I am writing this post from the mountains of northern Thailand, ten days into a four-week adventure with my seven-year-old son and husband. This is the first serious travel we've done with our son -- the first time in a country where we don't speak the language, don't have family, and don't understand many of the customs. Pre-child, I was a traveler.
I'd really like to slow down a little and surrender to a day at the pool -- and visit fewer temples and markets. These concessions, however, are unequivocally worth it. It's worth it to see my son experience a very different culture and learn about himself through this carefully planned field trip.
And that's what's loud on my mind these days: field trips! The awesome unique power of field tripping! Being a mother has made the perpetual teacher brain even harder to turn off. I can't stop thinking about how to maximize the learning opportunities everywhere. Prior to our trip, at the end of the school year, my son did a report on Thailand. Then, on the airplane, (I'm embarrassed to admit this) I made my son list everything he wanted to learn about Thailand. Yes, we are making a K-W-L.
And then, after several days of touring Buddhist temples and observing monks, I was spontaneously compelled to make a Venn Diagram and we compared Buddhism to our own religious tradition.
In the Field
Experiencing the Venn Diagram in this setting was absolutely thrilling because what happened was that my son found many more similarities than differences. Beautiful! I'd never seen the Venn Diagram as a tool for building world peace. Sure, we could have done this in a classroom, but to do it here and to learn in this way, I know the impact will be long lasting and have a unique impact.
So maybe we can't take our students across the world, but life-changing field trips can be done within our own cities and states. Last year, Lorena, a student I taught 15 years ago, contacted me through Facebook. She was in her final year of college and plans to be a teacher. She was in the third grade class that I took on a three-day trip to Yosemite National Park in the middle of winter. It was a magical trip and many of my students in Oakland, CA, had never seen snow. Lorena wrote, "You changed our lives with that trip. It's what made me want to be a teacher, to be able to give that same gift to other kids."
As a teacher, I sought all opportunities to get my students out of their familiar surroundings and into different neighborhoods, cities, and natural environments.

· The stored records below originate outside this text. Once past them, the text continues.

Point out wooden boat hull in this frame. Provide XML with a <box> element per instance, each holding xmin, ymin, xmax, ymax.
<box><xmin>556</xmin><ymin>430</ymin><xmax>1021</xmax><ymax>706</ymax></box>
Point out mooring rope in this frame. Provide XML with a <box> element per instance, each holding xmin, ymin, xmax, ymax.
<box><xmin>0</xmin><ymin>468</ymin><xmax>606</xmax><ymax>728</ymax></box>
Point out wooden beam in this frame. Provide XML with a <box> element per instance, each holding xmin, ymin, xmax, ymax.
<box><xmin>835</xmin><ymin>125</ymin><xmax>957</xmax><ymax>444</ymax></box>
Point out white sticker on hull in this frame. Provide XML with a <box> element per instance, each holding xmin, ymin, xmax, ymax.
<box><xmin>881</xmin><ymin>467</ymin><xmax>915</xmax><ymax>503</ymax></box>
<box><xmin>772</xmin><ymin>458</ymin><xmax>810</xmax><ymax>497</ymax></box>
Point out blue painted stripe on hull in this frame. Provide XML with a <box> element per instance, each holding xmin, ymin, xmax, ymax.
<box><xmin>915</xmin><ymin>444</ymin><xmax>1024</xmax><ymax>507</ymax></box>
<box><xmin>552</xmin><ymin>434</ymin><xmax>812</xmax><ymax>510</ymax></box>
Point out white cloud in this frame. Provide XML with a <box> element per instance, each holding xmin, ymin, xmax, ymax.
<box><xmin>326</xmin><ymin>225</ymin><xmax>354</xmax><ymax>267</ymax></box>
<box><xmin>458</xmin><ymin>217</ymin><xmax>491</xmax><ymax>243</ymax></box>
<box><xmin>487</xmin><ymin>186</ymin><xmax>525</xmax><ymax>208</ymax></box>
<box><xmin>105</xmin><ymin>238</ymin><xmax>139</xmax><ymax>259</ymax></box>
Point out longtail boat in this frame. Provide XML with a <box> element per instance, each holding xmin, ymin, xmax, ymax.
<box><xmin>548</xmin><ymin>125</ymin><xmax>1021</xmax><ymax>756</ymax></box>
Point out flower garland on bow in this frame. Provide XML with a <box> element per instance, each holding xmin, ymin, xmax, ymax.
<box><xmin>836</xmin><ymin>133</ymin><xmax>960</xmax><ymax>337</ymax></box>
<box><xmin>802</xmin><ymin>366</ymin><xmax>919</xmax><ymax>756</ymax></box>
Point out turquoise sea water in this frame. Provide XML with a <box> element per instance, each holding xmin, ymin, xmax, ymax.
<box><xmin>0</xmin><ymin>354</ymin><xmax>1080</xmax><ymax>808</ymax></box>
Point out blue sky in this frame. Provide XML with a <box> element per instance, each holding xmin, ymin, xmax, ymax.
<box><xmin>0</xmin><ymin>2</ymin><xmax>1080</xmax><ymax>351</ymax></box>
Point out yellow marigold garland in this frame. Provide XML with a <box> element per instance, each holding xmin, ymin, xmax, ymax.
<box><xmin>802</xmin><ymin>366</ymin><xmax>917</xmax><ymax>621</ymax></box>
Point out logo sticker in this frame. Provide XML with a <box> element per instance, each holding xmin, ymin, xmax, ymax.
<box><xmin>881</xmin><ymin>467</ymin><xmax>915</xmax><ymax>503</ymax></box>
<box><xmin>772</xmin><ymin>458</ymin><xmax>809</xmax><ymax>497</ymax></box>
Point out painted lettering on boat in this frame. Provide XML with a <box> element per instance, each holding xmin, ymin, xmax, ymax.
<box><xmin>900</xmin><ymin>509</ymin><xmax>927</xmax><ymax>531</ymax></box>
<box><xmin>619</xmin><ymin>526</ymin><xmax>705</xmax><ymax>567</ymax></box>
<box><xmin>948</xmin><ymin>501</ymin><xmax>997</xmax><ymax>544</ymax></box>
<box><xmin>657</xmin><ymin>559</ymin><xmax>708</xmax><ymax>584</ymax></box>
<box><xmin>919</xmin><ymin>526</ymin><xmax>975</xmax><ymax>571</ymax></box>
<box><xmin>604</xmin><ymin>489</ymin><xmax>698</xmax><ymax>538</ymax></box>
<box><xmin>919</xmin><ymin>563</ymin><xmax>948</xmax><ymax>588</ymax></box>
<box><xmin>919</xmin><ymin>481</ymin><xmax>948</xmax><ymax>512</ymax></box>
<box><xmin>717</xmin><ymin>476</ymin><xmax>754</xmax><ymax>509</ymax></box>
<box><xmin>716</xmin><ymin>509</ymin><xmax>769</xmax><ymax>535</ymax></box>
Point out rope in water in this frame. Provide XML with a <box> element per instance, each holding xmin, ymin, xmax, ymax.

We also did the usual museum trips and science center stuff, but I loved the trips which pushed them into unfamiliar territory.

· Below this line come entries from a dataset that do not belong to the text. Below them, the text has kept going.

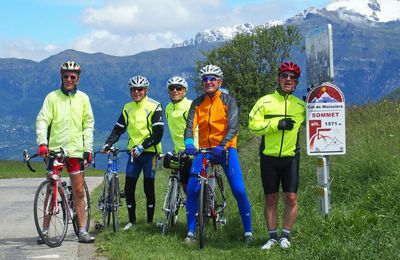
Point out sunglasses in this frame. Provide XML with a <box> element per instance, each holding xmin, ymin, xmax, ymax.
<box><xmin>201</xmin><ymin>76</ymin><xmax>219</xmax><ymax>82</ymax></box>
<box><xmin>279</xmin><ymin>73</ymin><xmax>299</xmax><ymax>80</ymax></box>
<box><xmin>131</xmin><ymin>88</ymin><xmax>145</xmax><ymax>92</ymax></box>
<box><xmin>168</xmin><ymin>85</ymin><xmax>183</xmax><ymax>91</ymax></box>
<box><xmin>63</xmin><ymin>74</ymin><xmax>76</xmax><ymax>80</ymax></box>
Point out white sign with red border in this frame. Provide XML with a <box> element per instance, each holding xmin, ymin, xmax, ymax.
<box><xmin>306</xmin><ymin>82</ymin><xmax>346</xmax><ymax>156</ymax></box>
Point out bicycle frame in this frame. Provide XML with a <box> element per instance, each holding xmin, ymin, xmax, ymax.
<box><xmin>197</xmin><ymin>148</ymin><xmax>228</xmax><ymax>249</ymax></box>
<box><xmin>158</xmin><ymin>152</ymin><xmax>184</xmax><ymax>236</ymax></box>
<box><xmin>93</xmin><ymin>147</ymin><xmax>129</xmax><ymax>232</ymax></box>
<box><xmin>23</xmin><ymin>148</ymin><xmax>90</xmax><ymax>247</ymax></box>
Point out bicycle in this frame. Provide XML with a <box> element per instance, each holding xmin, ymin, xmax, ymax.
<box><xmin>158</xmin><ymin>152</ymin><xmax>186</xmax><ymax>236</ymax></box>
<box><xmin>197</xmin><ymin>148</ymin><xmax>228</xmax><ymax>249</ymax></box>
<box><xmin>93</xmin><ymin>147</ymin><xmax>129</xmax><ymax>232</ymax></box>
<box><xmin>23</xmin><ymin>148</ymin><xmax>90</xmax><ymax>247</ymax></box>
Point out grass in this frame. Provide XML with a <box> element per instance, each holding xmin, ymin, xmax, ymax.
<box><xmin>0</xmin><ymin>101</ymin><xmax>400</xmax><ymax>259</ymax></box>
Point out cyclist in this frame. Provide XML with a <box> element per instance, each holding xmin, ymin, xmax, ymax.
<box><xmin>249</xmin><ymin>62</ymin><xmax>305</xmax><ymax>250</ymax></box>
<box><xmin>185</xmin><ymin>65</ymin><xmax>254</xmax><ymax>243</ymax></box>
<box><xmin>36</xmin><ymin>61</ymin><xmax>95</xmax><ymax>243</ymax></box>
<box><xmin>165</xmin><ymin>76</ymin><xmax>197</xmax><ymax>193</ymax></box>
<box><xmin>103</xmin><ymin>75</ymin><xmax>164</xmax><ymax>230</ymax></box>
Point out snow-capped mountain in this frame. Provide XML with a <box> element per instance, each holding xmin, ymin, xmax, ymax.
<box><xmin>172</xmin><ymin>21</ymin><xmax>283</xmax><ymax>47</ymax></box>
<box><xmin>326</xmin><ymin>0</ymin><xmax>400</xmax><ymax>22</ymax></box>
<box><xmin>172</xmin><ymin>0</ymin><xmax>400</xmax><ymax>47</ymax></box>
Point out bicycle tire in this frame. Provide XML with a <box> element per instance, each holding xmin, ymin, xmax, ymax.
<box><xmin>100</xmin><ymin>173</ymin><xmax>109</xmax><ymax>227</ymax></box>
<box><xmin>72</xmin><ymin>181</ymin><xmax>90</xmax><ymax>237</ymax></box>
<box><xmin>162</xmin><ymin>178</ymin><xmax>176</xmax><ymax>236</ymax></box>
<box><xmin>33</xmin><ymin>180</ymin><xmax>68</xmax><ymax>247</ymax></box>
<box><xmin>110</xmin><ymin>173</ymin><xmax>120</xmax><ymax>232</ymax></box>
<box><xmin>198</xmin><ymin>179</ymin><xmax>208</xmax><ymax>249</ymax></box>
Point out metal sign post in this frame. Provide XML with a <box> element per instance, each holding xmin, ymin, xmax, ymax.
<box><xmin>305</xmin><ymin>24</ymin><xmax>346</xmax><ymax>216</ymax></box>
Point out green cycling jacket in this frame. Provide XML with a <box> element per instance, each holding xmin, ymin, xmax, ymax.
<box><xmin>249</xmin><ymin>90</ymin><xmax>305</xmax><ymax>157</ymax></box>
<box><xmin>106</xmin><ymin>96</ymin><xmax>164</xmax><ymax>153</ymax></box>
<box><xmin>165</xmin><ymin>97</ymin><xmax>197</xmax><ymax>153</ymax></box>
<box><xmin>36</xmin><ymin>89</ymin><xmax>94</xmax><ymax>158</ymax></box>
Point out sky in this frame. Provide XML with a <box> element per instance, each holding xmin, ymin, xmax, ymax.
<box><xmin>0</xmin><ymin>0</ymin><xmax>331</xmax><ymax>61</ymax></box>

Nudging them out of their comfort zones taught them about others as well as themselves. It helped them see the expansiveness of our world and perhaps inspired them to think about what might be available to them out there. Many of my students (all low-income, from deeply urban neighborhoods) had never left our city. I had many second graders who'd never seen the ocean, a 30-minute drive away.

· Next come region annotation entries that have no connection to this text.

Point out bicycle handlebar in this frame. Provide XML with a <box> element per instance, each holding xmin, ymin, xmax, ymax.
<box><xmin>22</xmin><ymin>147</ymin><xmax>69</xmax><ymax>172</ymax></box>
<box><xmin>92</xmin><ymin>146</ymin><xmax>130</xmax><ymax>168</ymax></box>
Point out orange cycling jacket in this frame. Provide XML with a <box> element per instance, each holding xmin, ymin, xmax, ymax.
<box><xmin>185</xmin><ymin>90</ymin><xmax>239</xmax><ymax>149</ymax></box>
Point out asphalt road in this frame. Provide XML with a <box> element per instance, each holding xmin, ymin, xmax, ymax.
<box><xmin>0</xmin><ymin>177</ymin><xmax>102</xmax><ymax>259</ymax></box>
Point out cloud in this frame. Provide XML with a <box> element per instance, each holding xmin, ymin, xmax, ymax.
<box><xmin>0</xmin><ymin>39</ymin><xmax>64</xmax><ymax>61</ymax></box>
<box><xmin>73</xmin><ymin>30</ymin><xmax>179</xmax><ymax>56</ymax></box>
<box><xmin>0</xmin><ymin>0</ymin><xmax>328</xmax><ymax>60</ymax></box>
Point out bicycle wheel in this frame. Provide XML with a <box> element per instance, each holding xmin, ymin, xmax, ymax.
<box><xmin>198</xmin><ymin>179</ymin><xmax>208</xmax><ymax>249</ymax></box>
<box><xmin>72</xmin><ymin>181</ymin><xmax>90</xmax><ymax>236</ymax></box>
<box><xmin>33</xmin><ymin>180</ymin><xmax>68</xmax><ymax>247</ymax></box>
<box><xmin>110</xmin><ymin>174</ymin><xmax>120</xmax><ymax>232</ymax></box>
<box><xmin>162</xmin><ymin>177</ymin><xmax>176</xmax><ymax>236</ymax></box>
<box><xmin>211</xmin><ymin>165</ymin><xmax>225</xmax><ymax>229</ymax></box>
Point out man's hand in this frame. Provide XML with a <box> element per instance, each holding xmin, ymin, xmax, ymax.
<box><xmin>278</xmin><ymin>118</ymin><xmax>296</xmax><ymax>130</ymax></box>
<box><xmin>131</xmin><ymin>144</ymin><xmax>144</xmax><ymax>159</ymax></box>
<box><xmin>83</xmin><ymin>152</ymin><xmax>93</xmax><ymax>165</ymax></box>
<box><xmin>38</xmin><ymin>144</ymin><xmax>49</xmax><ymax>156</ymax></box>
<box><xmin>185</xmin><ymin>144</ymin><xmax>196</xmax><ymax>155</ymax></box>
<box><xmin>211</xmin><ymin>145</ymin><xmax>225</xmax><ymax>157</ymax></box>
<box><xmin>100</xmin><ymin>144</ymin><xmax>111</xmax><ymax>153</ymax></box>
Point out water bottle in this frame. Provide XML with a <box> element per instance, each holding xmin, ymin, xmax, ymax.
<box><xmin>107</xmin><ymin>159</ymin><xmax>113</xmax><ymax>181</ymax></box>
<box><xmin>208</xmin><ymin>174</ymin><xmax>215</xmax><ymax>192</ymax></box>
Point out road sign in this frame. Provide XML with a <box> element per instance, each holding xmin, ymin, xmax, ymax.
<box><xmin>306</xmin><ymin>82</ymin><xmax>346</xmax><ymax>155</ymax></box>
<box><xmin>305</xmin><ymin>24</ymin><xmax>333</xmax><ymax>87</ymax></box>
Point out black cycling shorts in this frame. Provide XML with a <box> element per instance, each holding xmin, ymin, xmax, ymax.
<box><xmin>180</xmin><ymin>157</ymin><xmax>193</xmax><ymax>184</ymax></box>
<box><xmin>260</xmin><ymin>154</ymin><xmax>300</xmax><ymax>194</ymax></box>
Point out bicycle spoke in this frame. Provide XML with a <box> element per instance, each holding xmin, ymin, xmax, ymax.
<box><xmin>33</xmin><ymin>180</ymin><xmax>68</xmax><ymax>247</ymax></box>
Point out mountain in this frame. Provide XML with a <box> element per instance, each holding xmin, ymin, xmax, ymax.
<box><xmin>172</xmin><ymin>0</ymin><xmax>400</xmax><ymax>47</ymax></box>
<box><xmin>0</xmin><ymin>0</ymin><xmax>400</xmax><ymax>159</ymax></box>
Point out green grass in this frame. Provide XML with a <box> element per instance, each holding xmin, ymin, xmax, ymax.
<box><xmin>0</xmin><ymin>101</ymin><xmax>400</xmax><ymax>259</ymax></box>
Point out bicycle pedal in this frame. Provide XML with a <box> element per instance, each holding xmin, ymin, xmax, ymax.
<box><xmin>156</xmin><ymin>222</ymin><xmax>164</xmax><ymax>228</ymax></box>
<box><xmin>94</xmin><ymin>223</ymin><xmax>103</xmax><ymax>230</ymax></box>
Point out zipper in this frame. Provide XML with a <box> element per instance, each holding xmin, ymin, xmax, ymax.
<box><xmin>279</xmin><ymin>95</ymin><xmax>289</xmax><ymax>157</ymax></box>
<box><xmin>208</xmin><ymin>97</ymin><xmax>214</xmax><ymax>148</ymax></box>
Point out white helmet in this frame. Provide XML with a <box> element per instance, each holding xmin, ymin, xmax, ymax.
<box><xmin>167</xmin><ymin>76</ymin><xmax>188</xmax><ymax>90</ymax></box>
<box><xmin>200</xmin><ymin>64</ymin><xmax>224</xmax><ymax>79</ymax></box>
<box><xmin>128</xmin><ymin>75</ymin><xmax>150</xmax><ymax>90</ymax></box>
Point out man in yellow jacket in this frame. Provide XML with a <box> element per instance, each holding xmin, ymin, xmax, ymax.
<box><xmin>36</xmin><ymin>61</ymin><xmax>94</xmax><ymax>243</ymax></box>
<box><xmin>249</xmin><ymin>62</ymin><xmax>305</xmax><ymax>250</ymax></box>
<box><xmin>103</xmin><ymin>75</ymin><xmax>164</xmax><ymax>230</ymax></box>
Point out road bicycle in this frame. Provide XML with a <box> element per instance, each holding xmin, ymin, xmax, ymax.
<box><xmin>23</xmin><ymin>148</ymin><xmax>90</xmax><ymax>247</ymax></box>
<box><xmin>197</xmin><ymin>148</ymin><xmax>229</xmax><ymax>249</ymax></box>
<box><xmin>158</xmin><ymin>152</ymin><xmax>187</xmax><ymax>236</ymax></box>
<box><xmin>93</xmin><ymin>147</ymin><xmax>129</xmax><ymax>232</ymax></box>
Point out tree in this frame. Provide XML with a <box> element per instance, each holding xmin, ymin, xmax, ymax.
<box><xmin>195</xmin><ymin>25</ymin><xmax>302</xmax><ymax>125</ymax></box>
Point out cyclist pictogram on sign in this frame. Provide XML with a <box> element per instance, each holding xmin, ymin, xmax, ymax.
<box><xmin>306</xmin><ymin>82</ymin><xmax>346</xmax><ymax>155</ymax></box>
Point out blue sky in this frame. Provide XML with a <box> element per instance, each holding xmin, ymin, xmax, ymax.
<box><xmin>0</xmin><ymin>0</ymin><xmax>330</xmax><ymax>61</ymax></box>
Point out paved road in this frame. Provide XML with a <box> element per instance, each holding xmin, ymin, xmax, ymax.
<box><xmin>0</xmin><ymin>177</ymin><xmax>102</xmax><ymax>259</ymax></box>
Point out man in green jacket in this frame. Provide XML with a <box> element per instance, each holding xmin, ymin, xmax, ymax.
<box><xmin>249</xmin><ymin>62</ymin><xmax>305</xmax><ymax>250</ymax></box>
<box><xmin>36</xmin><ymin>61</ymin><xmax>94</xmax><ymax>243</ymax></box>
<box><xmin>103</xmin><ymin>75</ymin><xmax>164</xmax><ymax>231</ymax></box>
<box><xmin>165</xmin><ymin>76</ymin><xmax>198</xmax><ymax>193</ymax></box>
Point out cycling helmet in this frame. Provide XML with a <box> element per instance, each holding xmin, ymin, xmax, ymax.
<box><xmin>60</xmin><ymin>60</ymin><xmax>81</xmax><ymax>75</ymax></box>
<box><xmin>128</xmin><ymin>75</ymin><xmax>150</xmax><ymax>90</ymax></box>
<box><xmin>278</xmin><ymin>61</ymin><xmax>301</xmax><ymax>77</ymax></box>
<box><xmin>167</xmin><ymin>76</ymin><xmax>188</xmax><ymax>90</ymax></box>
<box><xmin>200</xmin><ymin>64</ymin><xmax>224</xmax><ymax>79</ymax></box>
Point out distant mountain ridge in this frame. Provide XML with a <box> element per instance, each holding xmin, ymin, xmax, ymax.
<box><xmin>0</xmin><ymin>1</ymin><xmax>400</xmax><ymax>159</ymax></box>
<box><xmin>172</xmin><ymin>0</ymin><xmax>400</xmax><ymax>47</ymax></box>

So much happens on field trips: the learning is social, emotional, and academic. One year, my sixth-grade partner teacher and I took our 45 students to the Grand Canyon for almost a week. The academic content was connected to the science standards (landforms, erosion, etc.), and they learned a whole lot. But the social and emotional learning -- the bonding and connecting that happened on that trip -- was invaluable and definitely not something we could have replicated within the confines of the classroom.
Summer is a fantastic time for teachers to plan field trips. There are many opportunities that are free for schools if you sign up early enough. For the trips I did to Yosemite and the Grand Canyon, we raised thousands of dollars and easily got donations. But start asking early!
Planning field trips in the summer is also a fun way to start thinking through curriculum and connecting the classroom learning to real experiences. And trips don't have to be all entertainment. Field trips that engage students in experiential learning are also powerful; they become fieldwork.
Today, we're off to feed and bathe elephants a a sanctuary for abused elephants. It was founded and is run by a tiny Thai woman who we've been reading about. She's almost single-handedly saving thousands of elephants in Thailand. When we return to our hotel, my son will add to his long list of "What I Learned" on the K-W-L.
What do you see as the impact of field trips? What are favorite field trips you've taken kids on? When planning field trips, what tips do you have for teachers? Please share your thoughts and ideas!